En 2006, j’avais écris un article dans TCS sur les BRF, technique alors toute nouvelle : Le « bois raméal fragmenté », un outil pour doper les sols en matières organiques. Six ans après, il est utile de faire un petit retour sur cette stratégie qui provoque beaucoup d’enthousiasme et d’espoir.

Le BRF véritable, issu du broyage des branches et houppiers de moins de 7 cm de diamètre à un C/N de 50 (contre 60 pour les pailles de maïs et 80-100 pour celles du blé) : il ne faut pas le confondre avec le bois plaquette ou les écorces qui ont un C/N de 150 à 600 et ont de l’intérêt comme combustible et aucune utilité pour les sols agricoles et viticoles.

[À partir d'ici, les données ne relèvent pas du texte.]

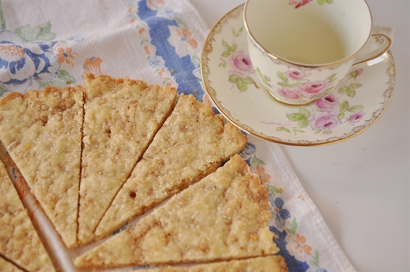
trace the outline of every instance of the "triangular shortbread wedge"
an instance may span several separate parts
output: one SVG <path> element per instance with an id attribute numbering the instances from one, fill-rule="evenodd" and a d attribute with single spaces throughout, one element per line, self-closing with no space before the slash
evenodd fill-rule
<path id="1" fill-rule="evenodd" d="M 275 254 L 268 194 L 235 155 L 161 206 L 77 257 L 77 267 L 210 262 Z"/>
<path id="2" fill-rule="evenodd" d="M 6 168 L 0 162 L 0 255 L 27 271 L 54 271 Z M 0 271 L 18 268 L 3 259 Z M 8 268 L 9 267 L 9 268 Z"/>
<path id="3" fill-rule="evenodd" d="M 68 247 L 76 244 L 83 87 L 0 100 L 0 140 Z"/>
<path id="4" fill-rule="evenodd" d="M 171 87 L 84 76 L 83 150 L 78 214 L 79 242 L 94 232 L 136 162 L 174 108 Z"/>
<path id="5" fill-rule="evenodd" d="M 215 171 L 247 138 L 209 103 L 181 94 L 95 232 L 105 236 Z"/>
<path id="6" fill-rule="evenodd" d="M 287 272 L 288 266 L 280 255 L 232 260 L 189 266 L 167 266 L 144 272 Z"/>

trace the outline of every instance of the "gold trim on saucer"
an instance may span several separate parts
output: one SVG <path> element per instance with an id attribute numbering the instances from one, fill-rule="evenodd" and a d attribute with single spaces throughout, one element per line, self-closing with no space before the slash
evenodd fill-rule
<path id="1" fill-rule="evenodd" d="M 218 94 L 219 93 L 213 87 L 213 86 L 214 86 L 215 82 L 212 82 L 210 80 L 210 76 L 211 74 L 211 65 L 210 64 L 210 61 L 211 60 L 210 55 L 213 52 L 216 48 L 216 44 L 215 43 L 216 43 L 217 39 L 215 36 L 222 31 L 222 30 L 224 29 L 224 27 L 226 27 L 227 26 L 229 25 L 229 21 L 230 20 L 232 19 L 237 20 L 239 16 L 243 15 L 244 5 L 244 4 L 242 4 L 236 8 L 234 8 L 228 12 L 214 25 L 206 37 L 201 55 L 201 74 L 205 91 L 215 107 L 228 120 L 250 135 L 268 141 L 288 145 L 317 146 L 340 142 L 358 135 L 366 130 L 368 128 L 374 124 L 385 112 L 386 109 L 390 104 L 396 88 L 396 65 L 393 55 L 390 50 L 388 50 L 385 54 L 386 56 L 386 59 L 385 61 L 383 62 L 385 64 L 382 65 L 387 66 L 385 73 L 388 79 L 387 82 L 385 82 L 386 89 L 384 91 L 382 90 L 380 91 L 380 92 L 382 92 L 382 97 L 381 98 L 382 99 L 380 99 L 380 102 L 378 102 L 377 106 L 375 106 L 377 107 L 376 110 L 372 110 L 372 111 L 369 111 L 366 113 L 366 116 L 367 117 L 367 118 L 364 121 L 361 121 L 360 125 L 356 125 L 356 127 L 353 127 L 352 125 L 351 127 L 352 128 L 349 130 L 346 130 L 346 131 L 345 132 L 343 132 L 343 131 L 340 131 L 337 135 L 334 136 L 330 136 L 330 135 L 329 135 L 330 137 L 323 139 L 308 139 L 305 138 L 305 137 L 304 138 L 303 135 L 300 134 L 298 134 L 298 137 L 299 137 L 299 135 L 300 135 L 300 138 L 298 137 L 293 137 L 294 139 L 288 139 L 291 138 L 286 138 L 286 137 L 282 137 L 281 138 L 280 137 L 282 134 L 277 134 L 278 137 L 277 137 L 275 136 L 276 133 L 275 133 L 274 131 L 272 131 L 273 132 L 272 135 L 266 135 L 261 130 L 258 131 L 257 128 L 255 129 L 248 124 L 244 124 L 243 122 L 237 119 L 238 117 L 233 115 L 228 109 L 224 108 L 223 103 L 218 99 Z M 381 65 L 382 64 L 381 63 L 379 65 Z M 362 64 L 360 65 L 364 66 L 365 65 Z M 376 65 L 377 66 L 378 65 Z M 365 67 L 363 66 L 363 68 L 365 69 L 366 68 Z M 383 86 L 381 88 L 384 88 L 384 86 L 385 85 L 383 85 Z M 247 91 L 249 91 L 249 90 Z M 219 91 L 219 92 L 220 92 L 220 91 Z M 270 97 L 271 96 L 266 96 L 266 97 Z M 277 103 L 276 100 L 274 100 L 273 98 L 272 98 L 272 103 L 273 103 L 273 107 L 274 107 L 275 104 L 277 105 L 277 106 L 278 106 L 278 105 L 282 105 L 282 104 Z M 300 106 L 300 105 L 295 106 Z M 285 105 L 280 106 L 280 107 L 288 106 Z M 292 109 L 295 109 L 295 107 L 293 105 L 289 106 L 289 108 L 291 109 L 290 111 L 292 111 Z"/>

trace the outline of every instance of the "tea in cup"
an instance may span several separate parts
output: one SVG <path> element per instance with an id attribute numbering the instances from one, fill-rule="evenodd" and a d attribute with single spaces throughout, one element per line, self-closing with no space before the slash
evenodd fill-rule
<path id="1" fill-rule="evenodd" d="M 261 84 L 296 106 L 325 95 L 353 65 L 382 60 L 394 31 L 373 27 L 364 0 L 247 0 L 243 20 Z"/>

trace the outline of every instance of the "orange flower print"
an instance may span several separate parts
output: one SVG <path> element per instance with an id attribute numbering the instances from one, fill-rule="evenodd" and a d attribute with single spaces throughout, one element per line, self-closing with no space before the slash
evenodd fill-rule
<path id="1" fill-rule="evenodd" d="M 83 67 L 85 72 L 90 72 L 96 75 L 101 74 L 101 62 L 102 60 L 98 57 L 88 58 L 84 61 Z"/>
<path id="2" fill-rule="evenodd" d="M 196 41 L 196 40 L 191 37 L 192 35 L 191 31 L 186 28 L 182 29 L 182 33 L 180 35 L 180 36 L 182 37 L 182 39 L 186 39 L 193 48 L 196 48 L 197 47 L 198 47 L 198 43 Z"/>
<path id="3" fill-rule="evenodd" d="M 259 175 L 259 177 L 260 177 L 260 181 L 262 183 L 269 182 L 269 181 L 271 180 L 271 175 L 265 173 L 264 167 L 257 166 L 256 173 Z"/>
<path id="4" fill-rule="evenodd" d="M 298 260 L 305 260 L 310 255 L 312 247 L 306 244 L 306 238 L 304 236 L 298 234 L 296 234 L 296 236 L 290 234 L 286 236 L 286 240 L 288 242 L 286 245 L 286 249 Z"/>
<path id="5" fill-rule="evenodd" d="M 71 59 L 74 59 L 74 55 L 77 55 L 76 53 L 73 52 L 72 50 L 70 47 L 67 47 L 65 50 L 62 47 L 57 47 L 56 49 L 57 50 L 57 54 L 56 57 L 58 62 L 60 64 L 66 62 L 67 64 L 71 64 L 71 67 L 73 66 Z"/>

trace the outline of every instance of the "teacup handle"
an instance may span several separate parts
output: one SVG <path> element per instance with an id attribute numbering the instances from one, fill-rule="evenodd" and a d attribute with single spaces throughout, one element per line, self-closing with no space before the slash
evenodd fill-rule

Les travaux de Benoît Noël en Belgique avaient montré que 100 m3 de BRF (une couche de 1 cm d’épaisseur sur le sol) produisait 7,5 t/ha d’humus. Je vous propose un petit calcul pour savoir quelle quantité d’azote est nécessaire pour que le sol digère cette matière et la ramène à un C/N de 10.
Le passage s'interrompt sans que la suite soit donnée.